The renewal will include an upgrade to the concert hall, including acoustics, accessibility, efficiency and flexibility. Office space will be turned into a dedicated place for children, families and young people, while outside, the existing intrusive marquee from the Northern Broadwalk will be removed, and a function centre will be built within the building envelope. A car-free entrance will be constructed under the monumental steps, providing seating and improving accessibility.
In addition to these four projects, the project also includes a $45 million self-funded project to replace the ‘engine’ in the Opera House’s second-largest internal performance space, the Joan Sutherland Theatre (JST). This project will be undertaken by Scott Carver Architects.
Built in 1973 and listed as a World Heritage Site, the Opera House was originally designed by Danish architect Jørn Utzon.
Utzon’s son, Jan Utzon, is also an architect and member of the Opera House’s Eminent Architects Panel (EAP). He said his father believed the building would need to change over time to meet the requirements of the day, while retaining the integrity of its architecture.
After his father’s re-engagement in 1999, Utzon worked with him, saying that “when [he] was re-engaged, he realised it was necessary to look at the Opera House with new eyes.
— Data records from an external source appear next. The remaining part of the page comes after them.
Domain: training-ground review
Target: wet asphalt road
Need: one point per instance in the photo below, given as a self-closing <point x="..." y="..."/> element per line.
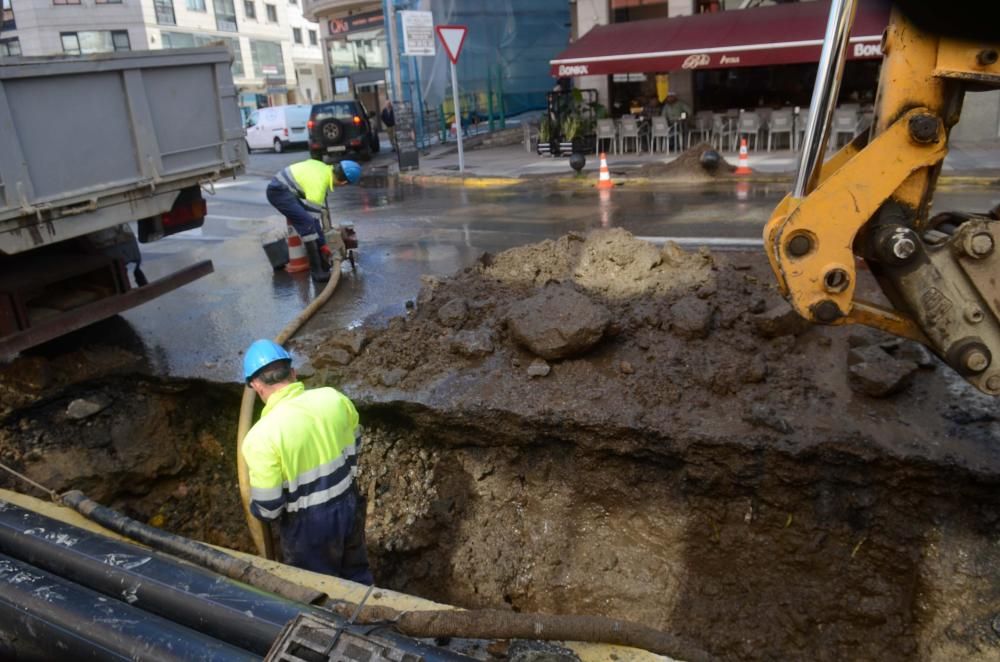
<point x="404" y="232"/>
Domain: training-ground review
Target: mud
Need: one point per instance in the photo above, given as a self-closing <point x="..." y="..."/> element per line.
<point x="706" y="467"/>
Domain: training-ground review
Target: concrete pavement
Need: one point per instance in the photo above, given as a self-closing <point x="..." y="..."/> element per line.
<point x="967" y="163"/>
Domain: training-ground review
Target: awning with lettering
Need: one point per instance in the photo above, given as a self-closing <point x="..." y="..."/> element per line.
<point x="780" y="34"/>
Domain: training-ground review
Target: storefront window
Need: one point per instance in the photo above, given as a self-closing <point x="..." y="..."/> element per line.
<point x="165" y="12"/>
<point x="189" y="40"/>
<point x="8" y="22"/>
<point x="225" y="15"/>
<point x="10" y="47"/>
<point x="94" y="41"/>
<point x="267" y="58"/>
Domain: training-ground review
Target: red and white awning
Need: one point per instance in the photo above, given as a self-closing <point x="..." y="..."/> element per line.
<point x="780" y="34"/>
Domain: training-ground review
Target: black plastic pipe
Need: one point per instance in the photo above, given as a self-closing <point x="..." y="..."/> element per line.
<point x="190" y="550"/>
<point x="44" y="617"/>
<point x="188" y="595"/>
<point x="160" y="584"/>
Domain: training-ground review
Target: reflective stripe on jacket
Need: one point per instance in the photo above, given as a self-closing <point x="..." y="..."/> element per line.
<point x="302" y="453"/>
<point x="311" y="180"/>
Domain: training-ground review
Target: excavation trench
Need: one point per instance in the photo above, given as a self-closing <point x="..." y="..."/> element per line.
<point x="713" y="469"/>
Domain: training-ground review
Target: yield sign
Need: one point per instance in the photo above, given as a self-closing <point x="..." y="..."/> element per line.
<point x="452" y="36"/>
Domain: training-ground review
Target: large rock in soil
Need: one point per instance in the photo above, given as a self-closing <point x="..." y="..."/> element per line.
<point x="558" y="323"/>
<point x="874" y="372"/>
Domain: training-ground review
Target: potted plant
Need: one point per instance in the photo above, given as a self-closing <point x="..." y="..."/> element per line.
<point x="570" y="131"/>
<point x="544" y="136"/>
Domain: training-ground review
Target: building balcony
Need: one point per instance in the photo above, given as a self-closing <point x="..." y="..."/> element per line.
<point x="321" y="10"/>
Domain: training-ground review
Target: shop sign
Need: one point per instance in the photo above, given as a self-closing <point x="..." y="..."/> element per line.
<point x="695" y="61"/>
<point x="347" y="24"/>
<point x="574" y="70"/>
<point x="418" y="33"/>
<point x="867" y="50"/>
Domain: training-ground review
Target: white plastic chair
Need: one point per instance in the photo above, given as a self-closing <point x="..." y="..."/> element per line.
<point x="749" y="125"/>
<point x="629" y="131"/>
<point x="660" y="135"/>
<point x="845" y="123"/>
<point x="606" y="131"/>
<point x="781" y="122"/>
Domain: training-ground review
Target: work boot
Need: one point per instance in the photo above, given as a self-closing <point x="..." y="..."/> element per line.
<point x="317" y="269"/>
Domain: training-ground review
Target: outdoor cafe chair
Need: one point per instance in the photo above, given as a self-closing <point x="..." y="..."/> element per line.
<point x="629" y="131"/>
<point x="606" y="131"/>
<point x="781" y="122"/>
<point x="701" y="126"/>
<point x="530" y="136"/>
<point x="845" y="122"/>
<point x="723" y="131"/>
<point x="749" y="125"/>
<point x="661" y="134"/>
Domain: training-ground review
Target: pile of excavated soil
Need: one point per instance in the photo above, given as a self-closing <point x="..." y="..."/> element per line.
<point x="688" y="166"/>
<point x="596" y="425"/>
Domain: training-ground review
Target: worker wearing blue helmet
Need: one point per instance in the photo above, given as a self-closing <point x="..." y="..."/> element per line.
<point x="301" y="457"/>
<point x="299" y="191"/>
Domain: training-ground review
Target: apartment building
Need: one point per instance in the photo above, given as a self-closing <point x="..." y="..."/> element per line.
<point x="259" y="33"/>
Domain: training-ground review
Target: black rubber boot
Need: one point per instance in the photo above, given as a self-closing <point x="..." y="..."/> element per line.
<point x="316" y="267"/>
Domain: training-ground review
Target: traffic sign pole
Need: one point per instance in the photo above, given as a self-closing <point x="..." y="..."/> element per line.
<point x="453" y="37"/>
<point x="458" y="117"/>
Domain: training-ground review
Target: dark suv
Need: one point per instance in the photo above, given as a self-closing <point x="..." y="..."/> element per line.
<point x="338" y="128"/>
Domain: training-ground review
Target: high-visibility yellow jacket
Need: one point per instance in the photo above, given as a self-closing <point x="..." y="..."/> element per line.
<point x="302" y="453"/>
<point x="311" y="180"/>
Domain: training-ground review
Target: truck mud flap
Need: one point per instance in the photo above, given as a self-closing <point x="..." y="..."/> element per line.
<point x="88" y="314"/>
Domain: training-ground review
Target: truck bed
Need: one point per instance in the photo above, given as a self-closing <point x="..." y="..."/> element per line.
<point x="87" y="143"/>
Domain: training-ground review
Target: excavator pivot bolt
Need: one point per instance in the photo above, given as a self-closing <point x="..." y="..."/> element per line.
<point x="827" y="311"/>
<point x="903" y="247"/>
<point x="976" y="361"/>
<point x="986" y="57"/>
<point x="924" y="128"/>
<point x="799" y="245"/>
<point x="981" y="244"/>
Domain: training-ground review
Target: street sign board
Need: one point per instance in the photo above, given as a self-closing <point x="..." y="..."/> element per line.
<point x="452" y="36"/>
<point x="418" y="32"/>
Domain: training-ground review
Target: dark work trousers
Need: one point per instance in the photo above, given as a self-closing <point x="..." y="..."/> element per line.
<point x="329" y="538"/>
<point x="291" y="207"/>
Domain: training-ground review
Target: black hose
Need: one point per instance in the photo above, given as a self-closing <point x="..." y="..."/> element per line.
<point x="190" y="550"/>
<point x="162" y="585"/>
<point x="44" y="617"/>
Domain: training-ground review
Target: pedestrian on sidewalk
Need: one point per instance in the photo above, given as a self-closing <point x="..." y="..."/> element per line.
<point x="389" y="122"/>
<point x="301" y="457"/>
<point x="299" y="191"/>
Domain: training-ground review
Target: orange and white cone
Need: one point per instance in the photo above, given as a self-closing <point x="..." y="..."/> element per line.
<point x="297" y="259"/>
<point x="604" y="179"/>
<point x="743" y="165"/>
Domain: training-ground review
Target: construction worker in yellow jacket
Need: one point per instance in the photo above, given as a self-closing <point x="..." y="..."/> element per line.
<point x="301" y="457"/>
<point x="299" y="192"/>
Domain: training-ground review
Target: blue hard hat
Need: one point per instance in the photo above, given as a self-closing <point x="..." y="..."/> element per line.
<point x="351" y="170"/>
<point x="260" y="354"/>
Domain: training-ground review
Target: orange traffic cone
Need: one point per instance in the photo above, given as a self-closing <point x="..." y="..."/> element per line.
<point x="743" y="166"/>
<point x="297" y="259"/>
<point x="604" y="180"/>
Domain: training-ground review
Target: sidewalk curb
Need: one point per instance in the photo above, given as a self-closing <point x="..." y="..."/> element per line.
<point x="487" y="182"/>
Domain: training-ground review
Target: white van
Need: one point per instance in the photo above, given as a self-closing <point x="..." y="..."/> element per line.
<point x="278" y="127"/>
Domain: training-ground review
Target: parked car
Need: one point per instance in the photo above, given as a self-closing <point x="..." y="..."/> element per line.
<point x="341" y="128"/>
<point x="278" y="127"/>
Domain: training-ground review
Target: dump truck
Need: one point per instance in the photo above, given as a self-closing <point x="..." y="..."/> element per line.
<point x="97" y="154"/>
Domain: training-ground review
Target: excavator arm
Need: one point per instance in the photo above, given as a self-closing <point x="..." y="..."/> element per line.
<point x="870" y="203"/>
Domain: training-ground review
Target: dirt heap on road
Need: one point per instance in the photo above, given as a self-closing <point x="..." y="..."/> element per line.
<point x="597" y="425"/>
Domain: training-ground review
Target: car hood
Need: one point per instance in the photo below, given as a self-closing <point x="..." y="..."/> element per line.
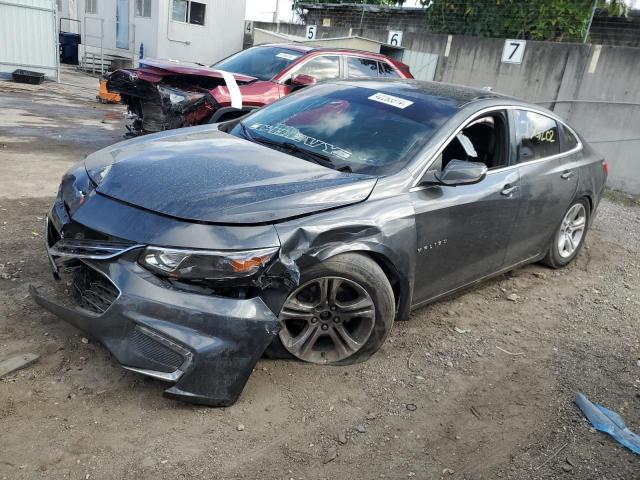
<point x="174" y="67"/>
<point x="205" y="175"/>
He realised times had changed and that a functioning arts centre will always need to adapt to the culture of the moment.”
Deputy Premier and Minister for the Arts Troy Grant commented on the historic project. “The Sydney Opera House has played an important role in our nation’s history and embarking on these renewal projects will ensure that it continues to be relevant for generations to come,” Grant said. “From pedestrianising the under-used space beneath the Monumental Steps to finally bringing the function centre inside the building envelope and eliminating the need for the large external marquee, the Opera House will change for the better.
“For the first time children will have a dedicated space at the Opera House – a new Creative Learning Centre which will provide a unique education experience for our future generations.”
The largest of the four NSW Government-funded projects, the Concert Hall upgrade is expected to take 18 months to complete. Construction will begin in mid-2019 and the hall will reopen with the SSO’s 2021 season.